Quote from: KrakaJak;467563Who the Fuck knows what any of that shit at the top means? I have the Powers book and it is totally useless to any player or GM who does not have 40 hours a week to dedicate to RPGs. You and Pawsplay seem to miss my main point in the OP: I already admit that a lot of what I propose is actually possible with the rules set. However, possible does not mean feasable, especially to a newcomer to the game.

GURPS Advantage is made by fans to show other fans how to build powers from scratch. If I wrote this up as part of handout I would basically include the ending paragraph which explains the power, that is 50 points to buy, and not show the math.

They do this with the GURPS Spaceship series which uses a modular system to easily construct ships. Pulver used GURPS Vehicles to build each module in such a way so that they just snap together.

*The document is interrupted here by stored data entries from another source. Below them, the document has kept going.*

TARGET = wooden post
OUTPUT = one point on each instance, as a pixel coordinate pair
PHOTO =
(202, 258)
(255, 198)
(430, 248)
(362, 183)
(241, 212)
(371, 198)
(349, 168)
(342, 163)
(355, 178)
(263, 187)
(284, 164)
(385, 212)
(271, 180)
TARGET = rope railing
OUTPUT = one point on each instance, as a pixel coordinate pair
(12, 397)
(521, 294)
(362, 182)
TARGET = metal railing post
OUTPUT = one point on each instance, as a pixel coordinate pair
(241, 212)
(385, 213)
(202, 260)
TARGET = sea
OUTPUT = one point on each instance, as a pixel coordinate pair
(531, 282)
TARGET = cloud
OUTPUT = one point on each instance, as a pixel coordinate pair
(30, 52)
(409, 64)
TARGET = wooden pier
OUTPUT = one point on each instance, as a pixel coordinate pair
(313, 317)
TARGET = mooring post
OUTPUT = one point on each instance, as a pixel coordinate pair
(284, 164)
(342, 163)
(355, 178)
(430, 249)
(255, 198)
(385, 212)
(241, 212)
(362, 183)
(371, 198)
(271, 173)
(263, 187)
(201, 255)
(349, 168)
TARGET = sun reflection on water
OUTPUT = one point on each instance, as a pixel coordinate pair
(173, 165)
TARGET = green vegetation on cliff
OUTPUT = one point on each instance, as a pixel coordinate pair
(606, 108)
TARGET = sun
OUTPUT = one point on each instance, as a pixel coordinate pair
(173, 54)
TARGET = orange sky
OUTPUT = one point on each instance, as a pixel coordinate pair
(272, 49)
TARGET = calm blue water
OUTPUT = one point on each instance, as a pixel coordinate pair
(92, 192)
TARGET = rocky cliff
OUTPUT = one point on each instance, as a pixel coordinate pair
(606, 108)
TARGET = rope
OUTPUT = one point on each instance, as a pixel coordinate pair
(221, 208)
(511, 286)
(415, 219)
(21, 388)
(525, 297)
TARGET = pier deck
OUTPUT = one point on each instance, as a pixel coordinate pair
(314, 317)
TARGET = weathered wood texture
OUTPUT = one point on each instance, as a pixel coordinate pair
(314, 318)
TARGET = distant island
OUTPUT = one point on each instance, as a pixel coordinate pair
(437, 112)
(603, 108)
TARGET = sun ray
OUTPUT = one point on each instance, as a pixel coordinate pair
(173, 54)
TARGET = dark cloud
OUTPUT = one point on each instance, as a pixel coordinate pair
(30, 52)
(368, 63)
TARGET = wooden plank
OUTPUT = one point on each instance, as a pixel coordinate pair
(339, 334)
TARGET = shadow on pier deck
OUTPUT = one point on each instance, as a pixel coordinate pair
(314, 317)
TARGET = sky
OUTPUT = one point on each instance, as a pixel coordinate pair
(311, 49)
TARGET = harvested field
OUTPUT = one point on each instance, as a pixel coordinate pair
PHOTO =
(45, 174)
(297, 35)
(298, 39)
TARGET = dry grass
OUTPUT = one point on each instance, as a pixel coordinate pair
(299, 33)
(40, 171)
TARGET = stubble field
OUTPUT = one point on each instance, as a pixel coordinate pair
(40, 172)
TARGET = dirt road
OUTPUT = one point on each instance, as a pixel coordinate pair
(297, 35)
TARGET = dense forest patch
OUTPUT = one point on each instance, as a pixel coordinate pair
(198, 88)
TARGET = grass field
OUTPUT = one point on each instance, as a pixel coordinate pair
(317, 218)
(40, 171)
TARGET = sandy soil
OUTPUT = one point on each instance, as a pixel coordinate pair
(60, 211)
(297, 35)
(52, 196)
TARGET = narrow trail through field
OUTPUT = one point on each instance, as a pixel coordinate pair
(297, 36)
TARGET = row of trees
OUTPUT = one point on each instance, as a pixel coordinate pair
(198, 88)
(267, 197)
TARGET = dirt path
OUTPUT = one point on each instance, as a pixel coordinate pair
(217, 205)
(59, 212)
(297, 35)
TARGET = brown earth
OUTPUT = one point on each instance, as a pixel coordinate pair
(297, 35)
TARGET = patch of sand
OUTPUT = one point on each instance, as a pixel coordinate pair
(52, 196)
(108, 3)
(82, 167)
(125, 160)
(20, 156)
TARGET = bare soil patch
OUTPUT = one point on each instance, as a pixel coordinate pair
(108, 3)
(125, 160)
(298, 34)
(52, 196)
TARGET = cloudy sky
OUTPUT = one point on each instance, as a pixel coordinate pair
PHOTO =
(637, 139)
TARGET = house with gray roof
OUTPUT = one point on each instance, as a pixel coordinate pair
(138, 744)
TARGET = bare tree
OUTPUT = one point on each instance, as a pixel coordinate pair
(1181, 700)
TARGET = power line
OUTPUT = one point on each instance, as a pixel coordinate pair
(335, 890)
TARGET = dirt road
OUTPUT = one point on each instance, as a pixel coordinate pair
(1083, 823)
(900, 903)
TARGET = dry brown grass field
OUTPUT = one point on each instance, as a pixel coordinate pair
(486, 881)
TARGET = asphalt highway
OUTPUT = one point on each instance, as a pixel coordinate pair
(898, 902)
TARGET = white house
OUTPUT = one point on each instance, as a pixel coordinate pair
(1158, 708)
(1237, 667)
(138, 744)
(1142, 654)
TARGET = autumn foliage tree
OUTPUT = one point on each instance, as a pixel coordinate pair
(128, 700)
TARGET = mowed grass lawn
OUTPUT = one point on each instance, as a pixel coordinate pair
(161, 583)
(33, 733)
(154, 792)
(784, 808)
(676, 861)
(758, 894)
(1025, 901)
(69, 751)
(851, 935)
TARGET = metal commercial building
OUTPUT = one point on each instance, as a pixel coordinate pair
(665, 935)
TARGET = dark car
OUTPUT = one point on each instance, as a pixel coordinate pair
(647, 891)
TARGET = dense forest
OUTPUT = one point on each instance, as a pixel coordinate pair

Quote from: KrakaJak;467563Gurps: Dungeon Fantasy is almost there. If it was self contained and edited down for simplicities sake it would be amazing. As it is, it requires wading through the Basic Set as well as Powers to use. It's templates do retarded things like list skills as (Public Speaking (A) IQ+2 [1]-16†) even though the template has a listed IQ score and a stated total points cost. Don't show your math, just let me play. Reading a skill as (Public Speaking-16) goes a long way toward making a game more inviting.

You miss the point of templates which is a starting point for a character not a pre-generated character. The problem with Dungeon Fantasy is that they took the request for fantasy support too literally and tried to make it emulate D&D. Which meant character built on 250 points and stupidly long templates. If they stuck to 150 points then it could been a lot simpler.

Public Speaking-16 what good to know that? What happens if the person bumped their IQ by 1? Or down by 1? Explaining that 1 point get you whatever your IQ + 2 seem pretty straightforward. A well written template is a good compromise between free form building your own character and a pre-gen.


Quote from: KrakaJak;467563Also, I don't know where people get this idea that Gurps Lite is somehow some great (or even decent) recruiting tool. Gurps Lite is a really shitty demo game, not a simplified version of the rules. The only thing it does is explain the core mechanic to people who don't own a corebook.

with 3rd Edition Lite you can run a very basic fantasy game. All 4th edition lite is good for is to explainin the core mechanics.